Mr. Walters and Mr. Davis will not be nearly so lucky, with the former being arrested in Las Vegas last night, while the latter has reportedly pled guilty to the charges and has been cooperating with authorities. The two men will face criminal charges in Manhattan as well as civil charges being brought against them by the SEC. Mr. Walters’ lawyer Barry Berke has claimed that his client is innocent and that the charges against him are based on theories and speculation.

For a time, investigators were also examining a possible connection between Carl Icahn and Mr. Walters, involving large options trades made in Clorox Co (NYSE:CLX) just days before Mr. Icahn revealed a $12.6 billion takeover bid for the company in July 2011, with the profit on those trades amounting to about 600%. Mr. Mickelson was reportedly also being investigated regarding those Clorox Co (NYSE:CLX) trades, but the SEC did not find any evidence to pursue it further.

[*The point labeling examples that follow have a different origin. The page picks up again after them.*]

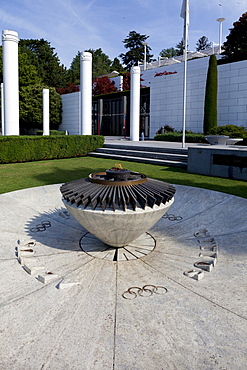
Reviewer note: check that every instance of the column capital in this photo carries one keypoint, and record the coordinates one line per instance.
(135, 69)
(9, 35)
(86, 56)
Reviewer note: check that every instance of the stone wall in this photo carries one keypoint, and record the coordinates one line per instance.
(166, 97)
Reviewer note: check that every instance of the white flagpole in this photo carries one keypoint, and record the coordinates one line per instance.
(185, 15)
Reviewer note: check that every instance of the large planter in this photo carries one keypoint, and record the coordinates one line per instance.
(217, 139)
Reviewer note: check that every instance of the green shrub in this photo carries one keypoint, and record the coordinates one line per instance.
(34, 148)
(210, 104)
(52, 132)
(230, 130)
(177, 137)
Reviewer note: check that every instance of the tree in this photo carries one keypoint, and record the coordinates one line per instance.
(235, 46)
(202, 43)
(117, 66)
(169, 53)
(134, 42)
(28, 74)
(43, 57)
(210, 105)
(103, 85)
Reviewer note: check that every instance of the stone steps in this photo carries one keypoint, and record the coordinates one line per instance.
(144, 154)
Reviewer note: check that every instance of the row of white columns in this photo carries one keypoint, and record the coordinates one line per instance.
(10, 92)
(86, 97)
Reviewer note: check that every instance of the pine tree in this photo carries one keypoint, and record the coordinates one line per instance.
(134, 42)
(235, 46)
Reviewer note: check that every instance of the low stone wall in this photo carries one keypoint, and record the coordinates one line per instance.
(221, 162)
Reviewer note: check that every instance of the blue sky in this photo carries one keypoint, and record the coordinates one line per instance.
(76, 25)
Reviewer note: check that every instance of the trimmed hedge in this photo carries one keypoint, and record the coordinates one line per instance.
(230, 130)
(177, 137)
(35, 148)
(52, 132)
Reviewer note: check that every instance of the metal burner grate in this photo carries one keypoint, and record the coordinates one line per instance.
(100, 190)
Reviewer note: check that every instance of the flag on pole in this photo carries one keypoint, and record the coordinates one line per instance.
(185, 12)
(185, 15)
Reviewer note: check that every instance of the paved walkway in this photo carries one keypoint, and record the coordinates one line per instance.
(62, 308)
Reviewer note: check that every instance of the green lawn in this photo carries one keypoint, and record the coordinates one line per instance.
(17, 176)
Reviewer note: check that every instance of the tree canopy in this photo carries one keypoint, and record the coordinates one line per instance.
(134, 42)
(235, 46)
(41, 55)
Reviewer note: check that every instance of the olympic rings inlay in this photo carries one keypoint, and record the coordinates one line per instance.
(172, 217)
(41, 227)
(145, 291)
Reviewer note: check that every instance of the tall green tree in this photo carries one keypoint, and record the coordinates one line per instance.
(169, 53)
(202, 43)
(43, 57)
(235, 46)
(210, 104)
(134, 42)
(117, 66)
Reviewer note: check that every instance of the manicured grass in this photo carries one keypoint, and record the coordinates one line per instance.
(16, 176)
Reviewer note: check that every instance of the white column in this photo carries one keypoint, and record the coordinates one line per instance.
(134, 103)
(46, 111)
(86, 93)
(2, 109)
(11, 82)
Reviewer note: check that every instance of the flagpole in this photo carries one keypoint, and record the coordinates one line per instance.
(185, 15)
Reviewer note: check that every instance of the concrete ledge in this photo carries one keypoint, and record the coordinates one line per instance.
(230, 163)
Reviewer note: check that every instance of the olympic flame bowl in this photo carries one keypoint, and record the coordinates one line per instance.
(117, 210)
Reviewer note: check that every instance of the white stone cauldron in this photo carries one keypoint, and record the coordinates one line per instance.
(117, 210)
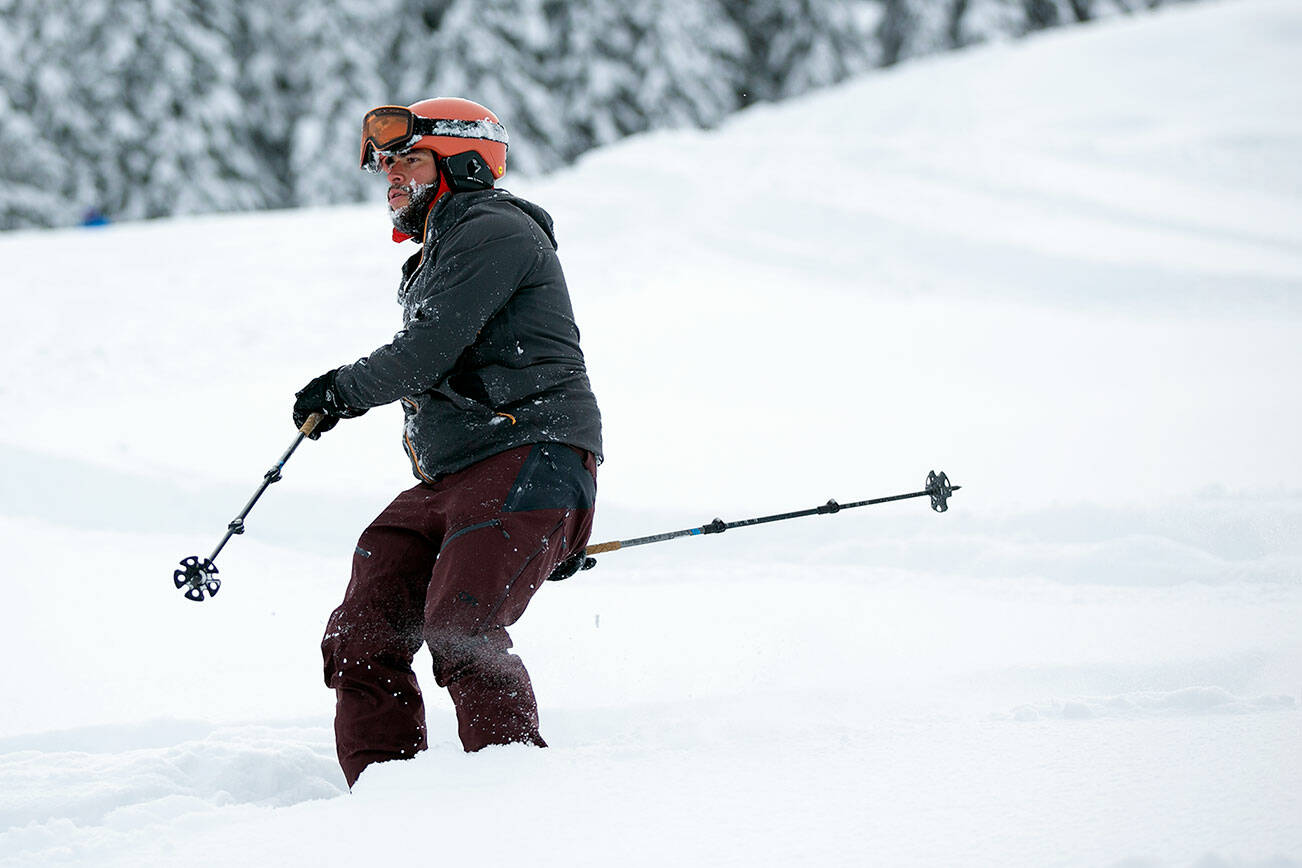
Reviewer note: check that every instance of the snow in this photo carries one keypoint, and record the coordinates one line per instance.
(1066, 271)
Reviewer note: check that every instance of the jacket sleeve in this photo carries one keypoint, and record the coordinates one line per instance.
(479, 264)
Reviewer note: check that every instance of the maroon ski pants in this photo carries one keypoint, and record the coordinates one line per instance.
(452, 564)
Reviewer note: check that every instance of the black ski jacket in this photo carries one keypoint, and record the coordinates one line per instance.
(488, 357)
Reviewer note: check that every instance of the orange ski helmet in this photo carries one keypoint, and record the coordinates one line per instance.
(448, 125)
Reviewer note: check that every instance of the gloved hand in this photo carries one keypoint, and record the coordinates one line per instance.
(320, 396)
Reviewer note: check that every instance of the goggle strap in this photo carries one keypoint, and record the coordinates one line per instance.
(481, 129)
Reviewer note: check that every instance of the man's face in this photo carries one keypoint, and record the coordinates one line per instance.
(408, 171)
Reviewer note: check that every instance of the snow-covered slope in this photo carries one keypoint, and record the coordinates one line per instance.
(1066, 271)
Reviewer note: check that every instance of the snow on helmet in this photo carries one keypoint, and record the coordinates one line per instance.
(469, 139)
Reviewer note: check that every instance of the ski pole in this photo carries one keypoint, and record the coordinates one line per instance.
(938, 489)
(201, 574)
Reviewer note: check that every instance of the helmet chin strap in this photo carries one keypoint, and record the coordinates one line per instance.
(409, 220)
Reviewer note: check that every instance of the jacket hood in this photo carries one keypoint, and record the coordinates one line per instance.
(535, 212)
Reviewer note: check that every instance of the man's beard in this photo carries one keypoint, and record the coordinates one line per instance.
(410, 217)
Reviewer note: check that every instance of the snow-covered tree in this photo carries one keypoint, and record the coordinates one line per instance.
(335, 76)
(794, 46)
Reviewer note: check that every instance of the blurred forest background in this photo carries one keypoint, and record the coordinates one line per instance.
(121, 109)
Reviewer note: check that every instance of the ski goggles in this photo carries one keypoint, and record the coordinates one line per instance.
(391, 129)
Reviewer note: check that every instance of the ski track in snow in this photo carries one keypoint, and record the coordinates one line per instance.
(1066, 271)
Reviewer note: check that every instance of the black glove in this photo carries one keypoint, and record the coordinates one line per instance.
(320, 396)
(572, 565)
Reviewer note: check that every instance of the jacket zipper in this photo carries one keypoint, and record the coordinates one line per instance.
(406, 441)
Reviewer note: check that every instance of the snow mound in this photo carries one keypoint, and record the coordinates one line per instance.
(261, 765)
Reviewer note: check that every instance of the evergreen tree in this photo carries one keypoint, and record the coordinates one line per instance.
(492, 52)
(628, 68)
(335, 77)
(794, 46)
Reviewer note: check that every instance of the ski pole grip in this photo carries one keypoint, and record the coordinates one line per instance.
(310, 426)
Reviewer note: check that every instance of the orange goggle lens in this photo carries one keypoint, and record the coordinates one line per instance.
(384, 129)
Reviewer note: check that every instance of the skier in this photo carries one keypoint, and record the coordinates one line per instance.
(501, 430)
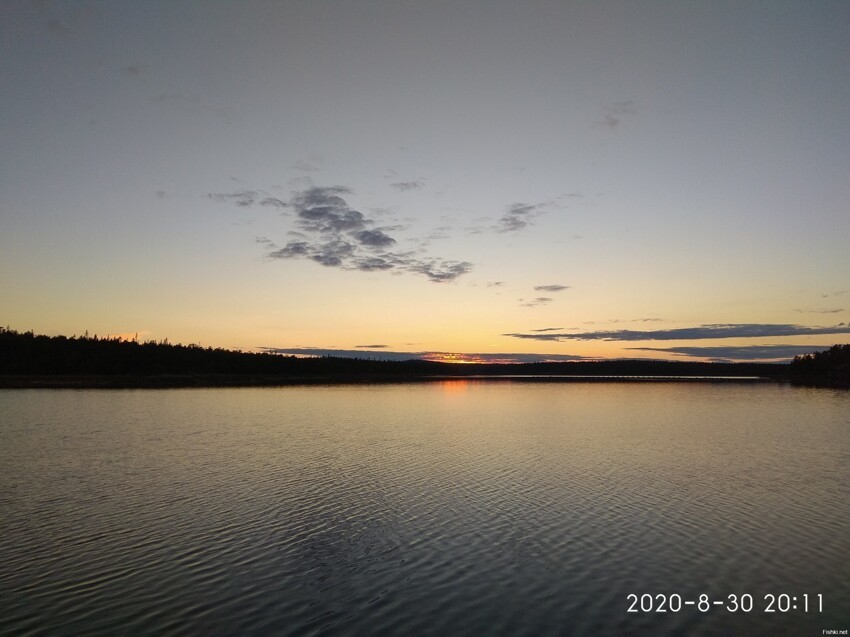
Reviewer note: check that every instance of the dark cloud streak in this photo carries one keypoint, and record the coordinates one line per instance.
(723, 330)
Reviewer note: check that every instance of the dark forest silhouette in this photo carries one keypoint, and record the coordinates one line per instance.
(27, 359)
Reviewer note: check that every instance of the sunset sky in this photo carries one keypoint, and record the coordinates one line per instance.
(504, 180)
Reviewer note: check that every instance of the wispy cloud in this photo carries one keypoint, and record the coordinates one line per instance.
(721, 330)
(243, 198)
(551, 288)
(333, 234)
(540, 300)
(518, 216)
(404, 186)
(377, 352)
(771, 353)
(614, 114)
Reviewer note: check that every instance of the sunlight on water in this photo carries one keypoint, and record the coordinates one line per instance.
(455, 508)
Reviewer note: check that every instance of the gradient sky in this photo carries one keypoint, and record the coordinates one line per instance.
(568, 179)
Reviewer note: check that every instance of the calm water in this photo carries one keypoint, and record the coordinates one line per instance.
(455, 508)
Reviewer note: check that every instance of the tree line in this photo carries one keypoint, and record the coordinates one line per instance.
(29, 354)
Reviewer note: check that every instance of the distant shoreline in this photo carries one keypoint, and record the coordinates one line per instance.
(200, 381)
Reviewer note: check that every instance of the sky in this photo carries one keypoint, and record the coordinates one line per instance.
(473, 180)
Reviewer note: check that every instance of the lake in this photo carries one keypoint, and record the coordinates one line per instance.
(463, 507)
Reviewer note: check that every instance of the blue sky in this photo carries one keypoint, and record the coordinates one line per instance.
(495, 179)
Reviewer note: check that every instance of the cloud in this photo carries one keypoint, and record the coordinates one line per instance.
(540, 300)
(450, 357)
(551, 288)
(243, 198)
(438, 270)
(404, 186)
(374, 238)
(518, 216)
(614, 114)
(333, 234)
(722, 330)
(764, 353)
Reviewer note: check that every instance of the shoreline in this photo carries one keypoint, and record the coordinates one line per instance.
(200, 381)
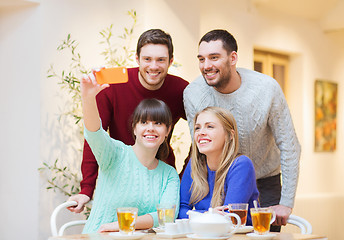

The current case comes a year-and-a-half after insider trading charges against former hedge fund managers Todd Newman and Anthony Chiasson were overturned by the United States Court of Appeals for the Second Circuit, which led to several other cases being dropped by prosecutors. In light of that, it appears that Manhattan U.S Attorney Preet Bharara, who also pursued the aforementioned overturned cases, is confident that the exchanges of information and loans between the two defendants will present a strong case when brought before a jury.